TRIPOLI — Clashes in Libya spread from Tripoli to the western town of Zawiya near Tunisia’s border, where a large oil port is located, killing four people over the last two days, local town council officials said on Thursday.
Foreign governments have mostly closed their embassies and evacuated staff after three weeks of clashes turned Libya’s two main cities – Tripoli and Benghazi – into warzones in the worst fighting since the NATO-backed war against Muammar Gaddafi.
The fighting in Zawiya is part of a broader struggle between two loose confederations of former rebels and their political allies whose rivalries have exploded into street battles that have killed more than 200 people in the past three weeks.

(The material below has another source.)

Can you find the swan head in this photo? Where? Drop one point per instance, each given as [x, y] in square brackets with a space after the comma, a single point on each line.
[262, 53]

Brigades allied to town of Zintan – based in the city some 130 km (80 miles) southwest of Tripoli – and their anti-Islamist Qaaqaa and Al-Sawaiq units are battling Islamist-leaning Libya Shield brigades loyal to the central, coastal town of Misrata who say they are fighting former Gaddafi allies.
“Four people were killed and nine others were wounded when Warshafana militias (from Zintan) allied with Qaaqaa and Al-Sawaiq brigades attacked Libyan Western Shields,” Zawiya council’s president Abdelkarim Salem al-Beh said.
“Libyan Shields have been protecting the main coastal road to the Tunisian borders,” he said.
Another local security official confirmed clashes between fighters loyal to Warshafana against the Libya Shield brigades.